The question states:

An airline can seat 100 people. Historically, the airline has noticed that each customer shows up independently and with probability $0.80$. The airline sells 101 tickets. What is the probability that there will be at least one unhappy customer?

My guess is that because this is about independent events, you add probabilities together?

So, suppose the airline could seat one person, and the customer had a 80% chance of showing. Well, the chance of the customer showing would be 80% right?

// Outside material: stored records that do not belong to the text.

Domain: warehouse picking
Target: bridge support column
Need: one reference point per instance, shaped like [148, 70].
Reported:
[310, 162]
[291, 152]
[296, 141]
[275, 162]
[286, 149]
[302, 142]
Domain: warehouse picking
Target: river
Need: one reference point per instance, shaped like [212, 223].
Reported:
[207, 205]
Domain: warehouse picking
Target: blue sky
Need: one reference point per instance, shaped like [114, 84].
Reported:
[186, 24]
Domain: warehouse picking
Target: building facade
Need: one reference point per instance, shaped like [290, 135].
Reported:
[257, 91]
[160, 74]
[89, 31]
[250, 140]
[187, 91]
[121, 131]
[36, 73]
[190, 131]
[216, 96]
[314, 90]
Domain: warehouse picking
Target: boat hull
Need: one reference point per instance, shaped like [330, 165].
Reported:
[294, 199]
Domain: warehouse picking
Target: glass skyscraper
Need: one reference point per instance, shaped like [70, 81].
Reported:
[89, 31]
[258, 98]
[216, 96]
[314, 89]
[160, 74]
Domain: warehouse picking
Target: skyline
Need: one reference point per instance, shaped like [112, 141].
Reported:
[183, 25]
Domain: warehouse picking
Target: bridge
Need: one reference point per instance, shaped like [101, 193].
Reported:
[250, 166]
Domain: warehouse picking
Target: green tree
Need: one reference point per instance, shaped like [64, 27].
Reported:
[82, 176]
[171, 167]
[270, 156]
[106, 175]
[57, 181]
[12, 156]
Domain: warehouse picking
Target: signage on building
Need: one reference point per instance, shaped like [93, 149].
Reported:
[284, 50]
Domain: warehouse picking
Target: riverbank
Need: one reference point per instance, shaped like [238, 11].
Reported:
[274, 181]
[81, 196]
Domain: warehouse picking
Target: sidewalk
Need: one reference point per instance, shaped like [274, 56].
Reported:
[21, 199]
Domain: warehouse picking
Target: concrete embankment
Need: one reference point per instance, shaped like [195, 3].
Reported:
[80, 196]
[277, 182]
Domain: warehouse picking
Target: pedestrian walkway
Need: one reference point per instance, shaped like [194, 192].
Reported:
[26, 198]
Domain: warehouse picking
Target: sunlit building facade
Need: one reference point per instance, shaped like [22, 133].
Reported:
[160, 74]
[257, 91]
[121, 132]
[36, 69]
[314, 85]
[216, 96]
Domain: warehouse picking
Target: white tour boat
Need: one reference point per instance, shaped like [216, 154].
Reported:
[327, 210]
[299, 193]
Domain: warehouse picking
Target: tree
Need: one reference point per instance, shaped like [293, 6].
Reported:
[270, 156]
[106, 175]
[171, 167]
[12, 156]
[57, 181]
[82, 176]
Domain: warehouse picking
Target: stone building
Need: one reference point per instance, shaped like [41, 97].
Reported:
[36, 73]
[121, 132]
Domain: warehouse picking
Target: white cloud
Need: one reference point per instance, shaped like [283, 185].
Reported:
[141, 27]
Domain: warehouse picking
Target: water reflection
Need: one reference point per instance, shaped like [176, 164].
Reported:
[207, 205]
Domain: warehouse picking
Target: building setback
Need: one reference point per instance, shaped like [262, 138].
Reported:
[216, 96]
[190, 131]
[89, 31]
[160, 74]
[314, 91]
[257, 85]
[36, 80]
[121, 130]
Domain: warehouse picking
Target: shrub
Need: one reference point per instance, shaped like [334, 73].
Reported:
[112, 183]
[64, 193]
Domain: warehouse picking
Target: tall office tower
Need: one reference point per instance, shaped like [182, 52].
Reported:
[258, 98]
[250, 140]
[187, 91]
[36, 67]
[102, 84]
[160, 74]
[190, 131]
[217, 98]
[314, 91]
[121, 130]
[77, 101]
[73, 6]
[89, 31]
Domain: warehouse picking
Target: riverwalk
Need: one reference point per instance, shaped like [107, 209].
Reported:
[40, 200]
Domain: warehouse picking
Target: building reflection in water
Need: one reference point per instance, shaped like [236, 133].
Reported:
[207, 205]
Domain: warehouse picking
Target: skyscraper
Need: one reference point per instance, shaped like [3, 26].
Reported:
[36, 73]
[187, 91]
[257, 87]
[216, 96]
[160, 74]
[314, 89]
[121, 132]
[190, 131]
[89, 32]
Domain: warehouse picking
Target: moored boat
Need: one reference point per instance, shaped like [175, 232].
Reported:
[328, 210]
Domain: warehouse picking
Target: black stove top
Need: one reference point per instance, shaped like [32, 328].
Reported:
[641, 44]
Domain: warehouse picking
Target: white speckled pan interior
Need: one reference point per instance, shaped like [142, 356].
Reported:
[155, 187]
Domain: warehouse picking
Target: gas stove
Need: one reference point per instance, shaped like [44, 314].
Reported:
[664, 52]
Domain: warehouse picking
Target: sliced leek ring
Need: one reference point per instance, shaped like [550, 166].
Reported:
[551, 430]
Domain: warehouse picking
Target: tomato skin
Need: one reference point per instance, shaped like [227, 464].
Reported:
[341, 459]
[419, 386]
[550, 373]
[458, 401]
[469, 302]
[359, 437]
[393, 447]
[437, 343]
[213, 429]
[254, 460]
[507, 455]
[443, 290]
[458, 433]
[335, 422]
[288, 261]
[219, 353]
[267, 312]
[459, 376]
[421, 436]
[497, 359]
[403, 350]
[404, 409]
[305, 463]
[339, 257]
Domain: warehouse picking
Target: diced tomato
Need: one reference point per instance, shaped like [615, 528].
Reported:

Now supposing the airline could seat 100 people, and each customer has an independently $0.80$ chance of showing, wouldn't the probability of all 100 seats being filled be $(0.8 * 100) = 80 $?

Since the airplane can only seat 100 people, but there are 101 tickets sold, there would be one unhappy customer if 101 people bought the ticket because the last person wouldn't have a seat. So I interpreted the question to imply: what is the probability of 101 customers showing up?

So my answer is $(0.8 * 101) = 80.8$

Is my reasoning correct, and if not, why not? Thanks.

Shoot .. aren't probabilities supposed to be $< 1$? Maybe it's $0.8^{100}$ or $0.8^{101}$ but now I'm just guessing. Our teacher left a hint saying don't be surprised if the probabilities are "very, very small", so it must be the $^$ operator right? I don't really know why though...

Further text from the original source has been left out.